Ma di tutto questo parla il testo, dunque lasciamo alla lettura la precisazione
dei termini. Si faccia caso alla ripetitività didattica che si propone
con questa esperienza, all’esplicitazione di criteri didattici costanti.
Questa è una precisa impostazione dell’Osservatorio, cui il progetto
ha risposto a pieno. Promovendo una Ludo-di-dattica, l’Osservatorio
sin dalla prima volta ha precisato che il problema non è di formare
attraverso il gioco, cosa che si fa sempre anche nelle scuole. Piuttosto
è di trovare dei criteri didattici perfezionati, evitare gli spontaneismi,
non certo per evitare le originalità (si vede dal percorso che invece
il metodo di gioco le salvaguarda di natura) ma gli scadimenti, la mancata
formatività delle esperienza.
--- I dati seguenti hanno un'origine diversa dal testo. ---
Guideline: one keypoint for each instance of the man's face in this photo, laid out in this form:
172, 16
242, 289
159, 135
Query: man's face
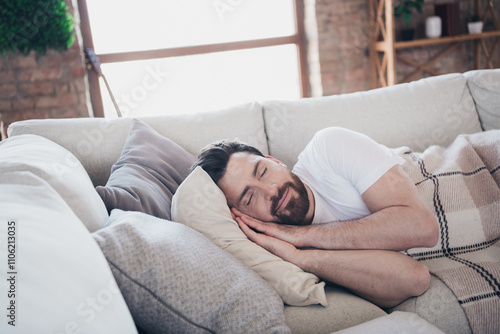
264, 189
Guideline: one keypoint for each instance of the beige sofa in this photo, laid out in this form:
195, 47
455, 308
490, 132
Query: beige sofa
431, 111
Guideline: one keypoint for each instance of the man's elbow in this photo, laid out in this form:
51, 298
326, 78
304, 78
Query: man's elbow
421, 280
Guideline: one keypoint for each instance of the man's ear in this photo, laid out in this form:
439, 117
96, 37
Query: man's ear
275, 160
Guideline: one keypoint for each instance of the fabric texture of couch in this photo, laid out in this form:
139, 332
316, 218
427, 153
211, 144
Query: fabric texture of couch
97, 248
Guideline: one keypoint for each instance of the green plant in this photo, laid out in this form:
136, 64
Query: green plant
405, 9
38, 25
475, 18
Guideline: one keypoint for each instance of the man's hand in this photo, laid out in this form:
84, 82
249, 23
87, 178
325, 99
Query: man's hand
280, 248
386, 278
288, 233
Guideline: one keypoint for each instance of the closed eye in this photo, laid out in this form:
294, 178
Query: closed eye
263, 172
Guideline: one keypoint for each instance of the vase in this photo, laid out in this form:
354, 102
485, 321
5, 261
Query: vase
433, 27
475, 27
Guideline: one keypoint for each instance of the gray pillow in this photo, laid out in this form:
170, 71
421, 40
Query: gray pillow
147, 174
174, 280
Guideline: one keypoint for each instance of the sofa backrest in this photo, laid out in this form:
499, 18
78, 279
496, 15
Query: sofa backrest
484, 86
418, 114
98, 142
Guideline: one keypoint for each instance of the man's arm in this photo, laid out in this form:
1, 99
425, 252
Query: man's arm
400, 220
385, 278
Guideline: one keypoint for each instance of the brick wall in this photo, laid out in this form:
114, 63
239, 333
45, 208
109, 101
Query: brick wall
53, 85
343, 39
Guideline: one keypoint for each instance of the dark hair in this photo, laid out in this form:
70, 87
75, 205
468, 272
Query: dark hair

Un sentiero anche troppo facile, per la
cattiva interpretazione che i più danno del gioco. Qui, l’effetto in
discesa, viene subito evitato grazie alla rappresentazione finale: un
momento della verità che ognuno ha in mente sin dall’inizio. Poi si
è posta la registrazione, il portale, la definizione di momenti metodologici.
La
precisazione della didattica tra l’altro è discorsiva. Costituisce il
modo giusto per chiunque abbia fatto esperienza analoghe per segnalare
ed intervenire sui temi e sui metodi, approtando modifiche e miglioramenti.
Costituendo un’esperienza in progress e socializzata al massimo nell’interattività.
Questa è la promessa del portale, che rende evidente in una sola immagine
il senso costruttivo e complesso quel che si vuole andare a proprorre.
Al
gioco del teatro è stato riconosciuto tante volte un posto importante
nella formazione e nella conoscenza del mondo, perché dà modo di esistere
a questa compenetrazione dell’attore e dello spettatore nella topologia
di un problema, descritto in ruoli determinati, dando modo, nell’imitare
la mimica ed il gestire, di apprendere dall’interno di una situazione
le passioni della storia e dell’animo umano. Esse allora non sono fatto
libresco, date da ricordare, memoria da animare con difficoltà, ricognizione
scientifica: diventano fatti di vita vissuta, consentono di vivere per
un attimo una passione immaginata, di entrare con la fantasia nella
storia, di sperimentare in prima persona il succedersi degli avvenimenti.
Perciò la drammatizzazione è una forma didattica frequente, anche se
non con la maturità di questa occasione presente, perché ha di per sé
la magia del rivivere e del coinvolgimento, dell’assumere un ruolo gestendolo
in modo partecipato, di cercare nel doppio teatrale una realtà che non
è realtà, che non è fantasia, che è un luogo esplorabile della memoria,
che si vive spendendosi completamente in una esperienza che è vita ed
è sogno insieme. Senza drammi incancellabili, essa dona la ricchezza
di una esperienza umana. Si disegna nell’arco della storia e della rammemorazione,
si vive con la comunità. Fare
teatro a scuola, quindi, è una giusta esperienza di come le materie
di studio possono essere tradotte dalla freddezza di un manuale da ricordare
alienandosi, all’esperienza della partecipazione in prima persona. Approfondendo
e ricostruendo, conoscendo il fatto ma insieme anche le passioni dei
protagonisti degli eventi dell’uomo. L’Osservatorio
sta avviando la sua battaglia per la formazione dell’immaginario, per
l’educazione estetica, soprattutto attraverso i media, ma questa esperienza
mostra come i grandi risultati sempre conseguiti sul tema siano appunto
stati realizzati con i media tradizionali. Esistono in questo campo
metodologie sperimentate, competenze, modi d’intervento codificati.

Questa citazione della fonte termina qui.